Small reservation are easier take  as better than before.

In the H queue of TSUBAME 2.5, reservations could only be made with 16 node or more, 1 day unit and large scale execution, but in TSUBAME 3.0, it is possible to reserve one node or more per hour In addition to large-scale execution, it can be used for long-term execution, etc.

Reservation relationship limit value list of TSUBAME 3.0
Please check "Various limit value list" about the current limit.

Maximum number of reserved nodes: 135nodes (October-March), 270nodes (April-September)
Reservation time length: 1hour~96hours(4 days)(October-March), 1hour~168hours(7 days)(April-September)
Total number of reservation slots that one group can at once: 6480nodes-hours(October-March), 12960nodes-hours(April-September)

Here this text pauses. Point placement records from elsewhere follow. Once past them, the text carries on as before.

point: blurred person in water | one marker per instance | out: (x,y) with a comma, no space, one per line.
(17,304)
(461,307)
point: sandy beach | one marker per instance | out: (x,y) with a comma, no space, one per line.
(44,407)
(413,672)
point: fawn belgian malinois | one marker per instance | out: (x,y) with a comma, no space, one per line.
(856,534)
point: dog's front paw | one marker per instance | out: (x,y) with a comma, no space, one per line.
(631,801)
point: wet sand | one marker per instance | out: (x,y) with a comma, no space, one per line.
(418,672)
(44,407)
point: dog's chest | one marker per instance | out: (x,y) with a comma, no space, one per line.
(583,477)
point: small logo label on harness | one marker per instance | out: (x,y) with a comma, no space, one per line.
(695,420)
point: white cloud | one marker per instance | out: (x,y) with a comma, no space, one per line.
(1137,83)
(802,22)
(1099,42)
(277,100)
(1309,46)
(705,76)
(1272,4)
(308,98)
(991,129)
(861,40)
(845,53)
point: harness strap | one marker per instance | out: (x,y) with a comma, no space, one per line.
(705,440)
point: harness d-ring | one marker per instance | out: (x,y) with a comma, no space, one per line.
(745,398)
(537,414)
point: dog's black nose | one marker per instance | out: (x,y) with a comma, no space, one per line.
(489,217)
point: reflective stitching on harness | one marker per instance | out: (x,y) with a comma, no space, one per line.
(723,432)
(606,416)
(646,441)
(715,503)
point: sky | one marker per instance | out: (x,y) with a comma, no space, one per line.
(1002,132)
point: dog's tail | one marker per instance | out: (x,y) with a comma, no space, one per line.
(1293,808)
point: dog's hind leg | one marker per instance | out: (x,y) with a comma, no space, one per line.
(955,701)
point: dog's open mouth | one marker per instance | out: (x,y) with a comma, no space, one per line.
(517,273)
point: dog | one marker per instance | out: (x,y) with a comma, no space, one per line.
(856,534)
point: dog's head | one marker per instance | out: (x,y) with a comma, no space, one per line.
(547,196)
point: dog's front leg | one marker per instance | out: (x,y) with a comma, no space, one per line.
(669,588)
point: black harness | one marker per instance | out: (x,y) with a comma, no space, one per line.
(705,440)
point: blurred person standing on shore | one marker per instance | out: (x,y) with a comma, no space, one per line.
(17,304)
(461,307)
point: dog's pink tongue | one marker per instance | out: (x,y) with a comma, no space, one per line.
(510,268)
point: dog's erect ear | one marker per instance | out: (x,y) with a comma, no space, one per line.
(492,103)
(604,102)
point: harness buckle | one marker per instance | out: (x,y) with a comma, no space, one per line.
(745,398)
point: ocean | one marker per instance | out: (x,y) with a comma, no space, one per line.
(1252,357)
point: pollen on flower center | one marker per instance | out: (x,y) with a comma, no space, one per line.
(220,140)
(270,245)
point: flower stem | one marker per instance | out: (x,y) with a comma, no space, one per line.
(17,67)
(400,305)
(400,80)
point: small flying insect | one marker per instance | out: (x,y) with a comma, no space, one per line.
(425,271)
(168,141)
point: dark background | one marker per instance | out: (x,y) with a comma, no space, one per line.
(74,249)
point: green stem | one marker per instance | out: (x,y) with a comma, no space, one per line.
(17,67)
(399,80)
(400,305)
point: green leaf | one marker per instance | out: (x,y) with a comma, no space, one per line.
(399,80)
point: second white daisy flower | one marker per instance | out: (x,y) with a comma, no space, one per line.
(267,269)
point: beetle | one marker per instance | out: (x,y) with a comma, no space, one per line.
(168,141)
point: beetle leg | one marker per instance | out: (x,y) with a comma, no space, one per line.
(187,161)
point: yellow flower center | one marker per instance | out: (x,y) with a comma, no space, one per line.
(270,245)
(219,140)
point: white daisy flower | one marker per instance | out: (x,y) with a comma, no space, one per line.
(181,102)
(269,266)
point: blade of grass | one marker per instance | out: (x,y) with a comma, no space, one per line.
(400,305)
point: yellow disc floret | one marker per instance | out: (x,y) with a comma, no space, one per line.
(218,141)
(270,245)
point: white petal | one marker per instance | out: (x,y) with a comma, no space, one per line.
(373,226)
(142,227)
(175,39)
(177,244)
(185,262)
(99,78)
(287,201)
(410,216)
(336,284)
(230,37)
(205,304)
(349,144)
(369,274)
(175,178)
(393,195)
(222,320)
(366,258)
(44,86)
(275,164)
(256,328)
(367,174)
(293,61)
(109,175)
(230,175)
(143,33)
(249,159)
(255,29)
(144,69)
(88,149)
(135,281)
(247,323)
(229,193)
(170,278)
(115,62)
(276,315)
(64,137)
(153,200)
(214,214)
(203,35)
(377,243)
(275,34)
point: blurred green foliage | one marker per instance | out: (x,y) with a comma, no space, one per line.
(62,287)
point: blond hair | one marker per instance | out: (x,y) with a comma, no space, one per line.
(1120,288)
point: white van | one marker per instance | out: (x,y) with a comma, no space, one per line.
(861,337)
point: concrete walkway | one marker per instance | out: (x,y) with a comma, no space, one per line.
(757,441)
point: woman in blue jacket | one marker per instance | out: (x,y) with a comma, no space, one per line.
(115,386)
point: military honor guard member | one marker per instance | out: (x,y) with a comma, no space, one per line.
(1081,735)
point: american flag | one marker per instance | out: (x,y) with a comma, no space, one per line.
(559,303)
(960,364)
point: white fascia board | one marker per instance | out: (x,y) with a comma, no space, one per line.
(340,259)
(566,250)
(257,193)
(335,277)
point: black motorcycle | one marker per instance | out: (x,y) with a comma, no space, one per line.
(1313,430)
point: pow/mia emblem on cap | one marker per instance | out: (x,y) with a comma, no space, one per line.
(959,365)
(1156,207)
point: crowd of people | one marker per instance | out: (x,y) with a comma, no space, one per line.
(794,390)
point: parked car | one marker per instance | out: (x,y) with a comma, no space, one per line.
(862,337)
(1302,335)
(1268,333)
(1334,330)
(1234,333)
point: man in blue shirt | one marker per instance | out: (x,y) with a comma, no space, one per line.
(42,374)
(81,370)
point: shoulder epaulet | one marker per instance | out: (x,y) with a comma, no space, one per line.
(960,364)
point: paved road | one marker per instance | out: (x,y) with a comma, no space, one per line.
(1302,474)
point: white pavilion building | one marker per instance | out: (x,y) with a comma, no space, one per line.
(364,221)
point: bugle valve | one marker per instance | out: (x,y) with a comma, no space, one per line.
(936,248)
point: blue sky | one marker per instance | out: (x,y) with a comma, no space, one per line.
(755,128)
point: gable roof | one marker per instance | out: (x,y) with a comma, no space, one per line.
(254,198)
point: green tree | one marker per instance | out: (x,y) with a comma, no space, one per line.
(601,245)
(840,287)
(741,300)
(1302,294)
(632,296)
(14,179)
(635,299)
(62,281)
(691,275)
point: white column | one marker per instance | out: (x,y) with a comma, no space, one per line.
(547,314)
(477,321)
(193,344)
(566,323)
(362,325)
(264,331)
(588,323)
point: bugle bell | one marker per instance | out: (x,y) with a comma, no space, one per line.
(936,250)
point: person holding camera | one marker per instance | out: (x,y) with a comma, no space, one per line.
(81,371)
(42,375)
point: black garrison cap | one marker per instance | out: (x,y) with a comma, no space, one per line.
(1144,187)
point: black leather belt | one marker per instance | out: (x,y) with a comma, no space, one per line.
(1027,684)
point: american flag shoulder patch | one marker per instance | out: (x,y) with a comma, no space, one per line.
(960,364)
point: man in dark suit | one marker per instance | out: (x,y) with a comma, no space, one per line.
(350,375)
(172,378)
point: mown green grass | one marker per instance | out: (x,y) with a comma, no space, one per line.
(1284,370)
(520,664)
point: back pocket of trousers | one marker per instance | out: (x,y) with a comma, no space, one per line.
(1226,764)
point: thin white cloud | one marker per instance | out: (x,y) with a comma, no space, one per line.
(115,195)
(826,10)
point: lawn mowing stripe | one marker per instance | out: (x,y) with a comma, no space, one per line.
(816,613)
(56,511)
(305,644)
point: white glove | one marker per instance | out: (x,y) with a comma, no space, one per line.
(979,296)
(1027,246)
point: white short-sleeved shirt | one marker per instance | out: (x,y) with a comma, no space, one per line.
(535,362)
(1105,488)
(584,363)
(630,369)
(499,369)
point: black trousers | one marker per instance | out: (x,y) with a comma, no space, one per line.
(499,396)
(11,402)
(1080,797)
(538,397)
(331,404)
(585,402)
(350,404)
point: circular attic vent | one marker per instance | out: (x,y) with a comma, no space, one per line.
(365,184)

About the time that a job can actually be executed

In TSUBAME 2.5 we were able to occupy the node from 10 am on the reservation start date until 9 am on the reservation end date.
In TSUBAME 3.0, the node can be used from the reservation start time to 5 minutes before the reservation end time, and all jobs are stopped 5 minutes before the end time.

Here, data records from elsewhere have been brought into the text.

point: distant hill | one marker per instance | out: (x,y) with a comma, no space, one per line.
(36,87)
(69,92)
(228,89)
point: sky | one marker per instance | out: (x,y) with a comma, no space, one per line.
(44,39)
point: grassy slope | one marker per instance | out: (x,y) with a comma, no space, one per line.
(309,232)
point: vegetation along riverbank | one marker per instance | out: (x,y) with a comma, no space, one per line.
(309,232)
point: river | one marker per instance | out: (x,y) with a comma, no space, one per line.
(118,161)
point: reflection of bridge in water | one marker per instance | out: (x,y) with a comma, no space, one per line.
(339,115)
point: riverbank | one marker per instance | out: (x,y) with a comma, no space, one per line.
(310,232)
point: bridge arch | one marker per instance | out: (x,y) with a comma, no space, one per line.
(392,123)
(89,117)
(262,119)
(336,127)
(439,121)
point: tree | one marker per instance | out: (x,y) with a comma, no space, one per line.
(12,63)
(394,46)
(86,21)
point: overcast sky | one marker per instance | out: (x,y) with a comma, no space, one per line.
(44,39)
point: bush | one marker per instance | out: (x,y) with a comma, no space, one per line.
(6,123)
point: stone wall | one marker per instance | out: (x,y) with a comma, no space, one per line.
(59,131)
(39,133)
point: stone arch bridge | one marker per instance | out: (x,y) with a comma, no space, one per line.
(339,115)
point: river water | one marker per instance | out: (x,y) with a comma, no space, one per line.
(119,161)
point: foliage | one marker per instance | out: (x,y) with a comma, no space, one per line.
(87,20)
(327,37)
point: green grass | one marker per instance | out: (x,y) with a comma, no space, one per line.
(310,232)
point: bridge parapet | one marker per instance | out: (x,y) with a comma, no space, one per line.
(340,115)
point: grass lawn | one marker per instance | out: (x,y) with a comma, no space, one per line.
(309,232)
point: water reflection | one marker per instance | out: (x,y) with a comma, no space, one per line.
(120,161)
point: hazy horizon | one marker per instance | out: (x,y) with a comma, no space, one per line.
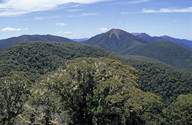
(76,19)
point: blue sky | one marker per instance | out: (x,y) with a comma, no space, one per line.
(86,18)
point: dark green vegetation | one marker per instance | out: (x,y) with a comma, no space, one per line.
(38,58)
(116,40)
(5,43)
(110,89)
(167,52)
(127,44)
(89,91)
(182,42)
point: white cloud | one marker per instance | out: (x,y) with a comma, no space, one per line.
(89,14)
(125,13)
(83,15)
(67,33)
(18,7)
(168,10)
(103,29)
(138,1)
(60,24)
(134,2)
(13,29)
(74,10)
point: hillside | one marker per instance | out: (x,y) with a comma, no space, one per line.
(182,42)
(116,40)
(38,58)
(166,52)
(5,43)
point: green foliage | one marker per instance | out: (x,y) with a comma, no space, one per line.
(90,91)
(5,43)
(116,40)
(14,92)
(167,52)
(38,58)
(180,111)
(161,79)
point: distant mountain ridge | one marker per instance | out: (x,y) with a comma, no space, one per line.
(182,42)
(29,38)
(167,52)
(116,40)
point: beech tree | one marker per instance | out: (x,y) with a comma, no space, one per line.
(14,92)
(89,91)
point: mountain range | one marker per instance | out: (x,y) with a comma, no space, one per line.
(122,42)
(4,43)
(182,42)
(116,40)
(38,58)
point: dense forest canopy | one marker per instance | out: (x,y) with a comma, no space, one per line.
(140,105)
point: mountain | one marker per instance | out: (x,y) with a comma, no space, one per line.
(28,38)
(167,52)
(38,58)
(182,42)
(116,40)
(80,40)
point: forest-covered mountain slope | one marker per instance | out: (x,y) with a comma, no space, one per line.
(166,52)
(38,58)
(182,42)
(116,40)
(28,38)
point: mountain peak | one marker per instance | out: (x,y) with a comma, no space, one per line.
(116,32)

On submitting jobs to reserved nodes

By adding " -ar reservation number "to the arguments of qsub, qrsh etc., you can submit the job to the reserved node.(You can submit a job before the start time of reservation slots)
Please note that if you do not specify " -ar reservation number ", you will consume points and execute the job outside the reservation slots."
Even if you are using a resource type other than f_node, please be aware that you can not submit jobs with more than parallel number of reserved nodes.For example, h_node 40 parallelism can not be executed when 20 nodes are reserved. You can run two parallel jobs at the same time.

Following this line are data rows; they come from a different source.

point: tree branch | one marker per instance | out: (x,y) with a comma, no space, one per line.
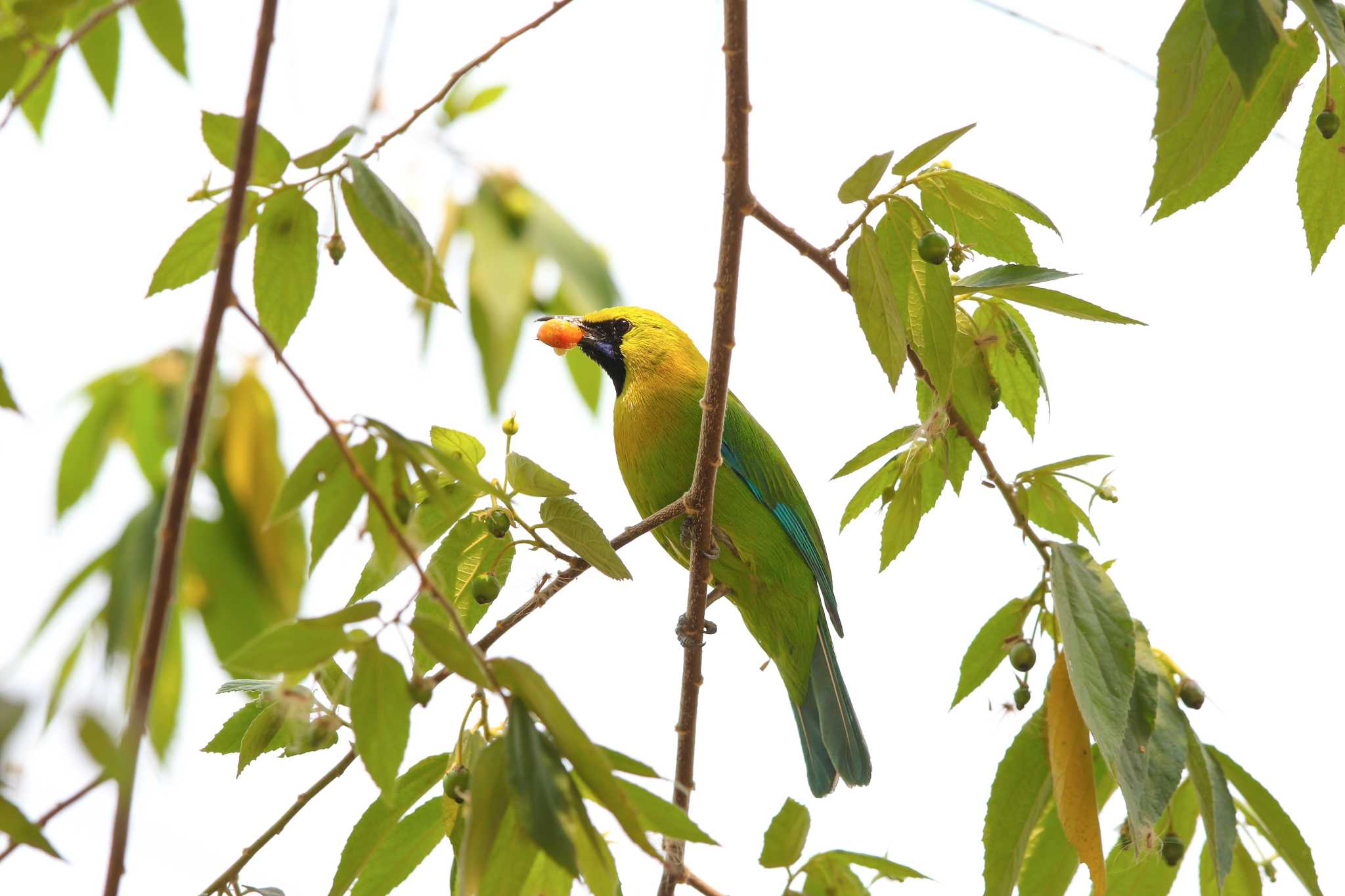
(824,259)
(89,24)
(699,498)
(185,467)
(60,807)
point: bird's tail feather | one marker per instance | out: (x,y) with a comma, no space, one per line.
(827,715)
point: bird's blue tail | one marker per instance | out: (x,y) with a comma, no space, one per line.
(829,730)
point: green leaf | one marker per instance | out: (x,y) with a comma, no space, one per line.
(1059,303)
(1099,643)
(195,253)
(380,712)
(1017,798)
(22,830)
(1006,276)
(320,156)
(338,498)
(865,178)
(393,234)
(163,24)
(929,151)
(579,532)
(408,845)
(286,264)
(1274,822)
(1246,37)
(101,51)
(527,477)
(381,817)
(1216,805)
(533,774)
(1248,124)
(986,651)
(1321,177)
(786,836)
(221,133)
(876,304)
(889,442)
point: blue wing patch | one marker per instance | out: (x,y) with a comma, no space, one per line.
(793,527)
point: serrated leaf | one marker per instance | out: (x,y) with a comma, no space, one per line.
(786,836)
(380,712)
(286,264)
(221,133)
(320,156)
(865,178)
(527,477)
(393,234)
(195,253)
(579,532)
(986,651)
(929,151)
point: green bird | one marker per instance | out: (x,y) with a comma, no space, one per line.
(771,557)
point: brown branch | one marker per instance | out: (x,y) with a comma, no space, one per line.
(443,92)
(376,500)
(185,467)
(231,875)
(54,54)
(60,807)
(824,259)
(699,498)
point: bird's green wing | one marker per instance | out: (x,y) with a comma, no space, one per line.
(753,456)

About SSH / direct login to reserved node

In TSUBAME 2.5, members of the TSUBAME group who made the reservation were able to execute SSH in order to calculate with the reserved node, and execute directly without going through the scheduler.
With TSUBAME 3.0, only users submitting jobs can perform SSH only when submitting f_node jobs.To execute the program directly, create a job with the required number of nodes with f_node, or log in with qrsh.

Attention on appointment just before the start time

For TSUBAME 2.5, the point consumption of the reservation starting within one week was constant.
In TSUBAME 3.0, Reservations to start within 24 hours is four times higher than Reservation for more than 24 hours (within 2 weeks).
This is to avoid affecting jobs other than the reservation that has already been submitted.
In addition, since the node used for reservation and the node used for jobs other than reservation are shared, there is a high possibility that reservations within 24 hours can not be secured depending on job execution status.
For large-scale execution, prepare in advance and recommend early reservation.

Note If you decide to cancel the reservation

In TSUBAME 2.5, TSUBAME points consumed when deletion of reservation was fully points returned, but TSUBAME 3.0 only returns TSUBAME points up to half price except for the following reasons when dealing reservation.

  • Case :Cancellation within 5 minutes after making reservation
  • Canceled without user's responsibility, such as system maintenance

Reserving a node makes it harder for other jobs to be executed in order to reserve a compute node at the reserved time.Please confirm the reservation contents carefully when reserving the node and reserve only the necessary amount.